First of all, LabelEncoder is meant for encoding the target variable not the features. You can check the documentation of scikit learn about that. Second, label encoding turns features into an array of 1 < 2 < 3 < 4 which is in other words artificially creating an order between the levels of a variable when there is none like in the example i gave of animals.

Can you please be more specific? Are you talking about encoding the target variable or the input features with the LabelEncoder?

Features. I know that you will say that LabelEncoder is meant for encoding the target variable, read my next comment so you understand my point better.

Ah! In this case: it is highly not advisable! As far as my knowledge goes: you shouldn't be encoding categories as numbers and you should stick with one-hot-encoding. The only "exception" I saw to this rule is when conducting text classification and using the hashing trick.

I highly doubt that tree-based approaches handle this internally. As far as my knowledge goes, they are mainly designed to handle categorical features. Numerical features are actually converted to categorical ones when establishing the rules (their interval is binned and transformed into a rule of the type "x < value").

Kaggle-style challenges are, in my honest opinion, the worst way to "learn" Data Science. Many of the strategies you can see in winning solutions are actually bad practices and have no scientific soundness to them.

Was doubting that. What i'm seeing as winning practices are bad practices when i read about them in theory, so i had to ask the question to clear it up, did i misunterstand what a nominal variable was, or what labelencoder was doing, or is it just luck to get those results with a bad approach. Thanks for the answer

Lets say: Cat -> 0, Dog -> 1, Mouse ->2.

What will most likely happen is the following: if the "Dog" category is useful for solving your problem, your tree will have a rule like "x > 0.5" then a subsequent rule "x < 1.5" (whereas it would have had one single and simpler rule "x == Dog" if you didn't encode this way).
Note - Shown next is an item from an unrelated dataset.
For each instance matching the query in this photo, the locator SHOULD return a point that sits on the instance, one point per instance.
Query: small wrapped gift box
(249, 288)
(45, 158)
Your understanding of nominal variables and the LabelEncoder are correct. And again: yes most winning practices are not theoretically sound. Most of the time it's the contrary. I saw winning solutions in which feature engineering was mainly calculating aggregates (means and standard deviations, etc.) on the whole training dataset before conducting the CV/model selection. The evaluation is conducted on a test dataset from the same period as the training dataset. This means that: (i) there is clear overfitting to the data and (ii) in a real-world scenario, the aggregates that lead to the winning solution aren't even "calculable" at prediction time.

@Blenz good point, I just recently discovered this out (the order labelencoder introduces) as I was working on a certain project but had never really paid attention to it..